TRAVIS AIR FORCE BASE, Calif. -- Evelyn Staley remembers very little about the condition that landed her in the David Grant USAF Medical Center emergency room at Travis Air Force Base, California, Dec. 15, 2017.
She doesn’t remember the ambulance ride from DGMC to the NorthBay Medical Center in Fairfield, California, where 60th Medical Group cardiothoracic surgeons Maj. (Dr.) Shea Pribyl and Lt. Col. (Dr.) Curtis Wozniazk performed emergency surgery.
But there is one thing Staley, age 70, said she will never forget: “My new bestest (sic) friends. They saved my life. ”

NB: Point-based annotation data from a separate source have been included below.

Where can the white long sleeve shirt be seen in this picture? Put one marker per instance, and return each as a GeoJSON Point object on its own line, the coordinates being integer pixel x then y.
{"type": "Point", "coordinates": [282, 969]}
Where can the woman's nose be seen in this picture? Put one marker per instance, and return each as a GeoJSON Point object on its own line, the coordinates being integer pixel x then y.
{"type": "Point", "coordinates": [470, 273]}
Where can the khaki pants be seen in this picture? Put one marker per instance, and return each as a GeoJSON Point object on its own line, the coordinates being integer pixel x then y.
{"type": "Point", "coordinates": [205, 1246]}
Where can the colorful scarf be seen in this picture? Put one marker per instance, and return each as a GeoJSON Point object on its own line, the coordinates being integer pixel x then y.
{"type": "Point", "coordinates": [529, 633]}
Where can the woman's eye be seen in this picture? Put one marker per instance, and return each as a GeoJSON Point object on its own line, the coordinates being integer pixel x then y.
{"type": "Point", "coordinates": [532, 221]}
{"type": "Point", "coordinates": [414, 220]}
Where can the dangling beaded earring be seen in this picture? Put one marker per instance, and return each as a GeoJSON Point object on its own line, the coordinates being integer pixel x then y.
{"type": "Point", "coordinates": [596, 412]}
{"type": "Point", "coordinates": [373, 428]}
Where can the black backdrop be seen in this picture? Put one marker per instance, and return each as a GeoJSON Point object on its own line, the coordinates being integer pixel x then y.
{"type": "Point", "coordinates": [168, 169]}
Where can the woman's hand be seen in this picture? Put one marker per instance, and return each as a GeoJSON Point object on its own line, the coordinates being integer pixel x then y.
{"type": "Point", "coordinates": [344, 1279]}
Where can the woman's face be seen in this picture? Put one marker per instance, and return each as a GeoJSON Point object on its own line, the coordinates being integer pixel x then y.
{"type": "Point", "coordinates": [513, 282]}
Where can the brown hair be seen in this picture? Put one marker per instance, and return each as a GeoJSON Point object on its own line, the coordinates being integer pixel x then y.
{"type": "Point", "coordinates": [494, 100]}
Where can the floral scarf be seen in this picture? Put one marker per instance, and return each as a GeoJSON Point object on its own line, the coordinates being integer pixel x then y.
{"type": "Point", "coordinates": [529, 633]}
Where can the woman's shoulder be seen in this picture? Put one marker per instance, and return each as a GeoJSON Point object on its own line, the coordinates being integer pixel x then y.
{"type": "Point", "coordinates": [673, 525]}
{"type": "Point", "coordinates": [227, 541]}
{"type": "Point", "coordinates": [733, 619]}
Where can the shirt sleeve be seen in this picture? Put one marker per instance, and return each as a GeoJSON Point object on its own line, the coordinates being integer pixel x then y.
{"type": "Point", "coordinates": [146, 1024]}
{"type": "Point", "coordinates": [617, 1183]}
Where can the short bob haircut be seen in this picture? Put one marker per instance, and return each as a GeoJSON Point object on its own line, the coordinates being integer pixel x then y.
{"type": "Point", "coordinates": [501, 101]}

The wife of retired Chief Master Sgt. Ronald Staley, Evelyn beat the odds of most people who suffer an aortic dissection.
“About 20 percent of patients die before reaching the hospital,” said Pribyl.
Additionally, the condition can mimic other heart problems, which wastes precious time.
“For every hour the patient goes untreated, their chances of death increases 1 to 3 percent,” said Pribyl. “Even with treatment and surgery, the mortality rate is about 30 percent.”
Staley remembers being placed in the ambulance headed for Travis AFB, which is just minutes from her home, but nothing else until she woke up at NorthBay following surgery.
“I thought I was dying,” said Staley.
Staley suffered an aortic dissection in the ascending part of her aorta 10 days before Christmas and collapsed on her bathroom floor at her home.
The aorta is the large blood vessel branching off the heart. An aortic dissection occurs when the innermost layer of the aorta tears, causing the inner and middle layers to separate or dissect. The condition is life-threatening since it can divert blood from vital organs or the aorta can rupture.
Aortic dissection is more prevalent in 60- and 70-year old men and is associated with high blood pressure, high cholesterol, atherosclerosis and smoking.
Aortic dissection is so rare, doctors treat only one or two cases per year, said Pribyl.
Patients usually experience a shearing pain in the chest that radiates to the back but not Staley, who was preparing to shower, change and drive to the Travis AFB commissary when the attack occurred.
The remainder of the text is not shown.